Bloom argued Google is misleading Congress and the public in an effort to keep its federally granted protections under Section 230, a law that grants Google immunity form certain civil liabilities as long as it is classified as a “platform.”

“Google does not want to admit that there are quasi-editorial decisions being made for these search products because that would mean they are acting like a publisher, not a platform,” Bloom said.

Google’s intent for implementing its blacklists presents a more difficult question. Google, like Facebook, Twitter and other tech companies, rarely — “never” is probably a more accurate term — take ostensible suppressive action along politically ideological lines. Rather, companies couch their actions in gray subjectivity. For instance, censorial steps might be explained by claiming the content violated a “hate speech” guideline, as in the case of a quote from Mother Teresa.

But the mushy guidelines that define hate speech leave much wiggle room.
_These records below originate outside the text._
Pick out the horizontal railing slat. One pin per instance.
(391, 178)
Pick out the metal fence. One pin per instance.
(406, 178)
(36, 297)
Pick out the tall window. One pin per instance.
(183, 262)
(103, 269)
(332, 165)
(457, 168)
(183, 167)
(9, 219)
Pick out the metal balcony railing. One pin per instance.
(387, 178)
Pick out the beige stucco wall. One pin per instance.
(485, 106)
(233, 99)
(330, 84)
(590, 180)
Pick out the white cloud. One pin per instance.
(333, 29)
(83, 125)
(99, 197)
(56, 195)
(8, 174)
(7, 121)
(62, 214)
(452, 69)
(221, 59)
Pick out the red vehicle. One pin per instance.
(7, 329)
The enforcers that demote and ban content follow subjective applications of already subjective terms.

The second way that Silicon Valley companies explain suppressive action is by claiming certain sites don’t meet best practices or are technically unsound. Claiming a site has bad ads, poor landing page experience, too many pop-ups or a slow loading time are all reasons Google and Facebook cite to suppress certain sites. And while those are all perfectly good reasons, the problem comes when those rules are applied differently to sites with different ideological frameworks.

At a time when Facebook told The Western Journal that it was being “penalized” on its platform for pop-up ads and aggressive advertising tactics, CNN was using even more pop-ups and much more aggressive tactics on its page. However, publicly available metrics showed Facebook didn’t penalize CNN despite its actions against The Western Journal.

Bloom spoke to The Western Journal about the difficulty in addressing subjectivity behind a company’s actions.

“As for whether they add or remove things for political reasons, that is a trickier question,” he said. “The reasons for blacklisting something, according to their stated policies, are if a site is sponsored or deceptive. The trouble is several of the blacklisted sites do not appear to be sponsored or deceptive, such as the American Spectator, or [The Daily Caller].”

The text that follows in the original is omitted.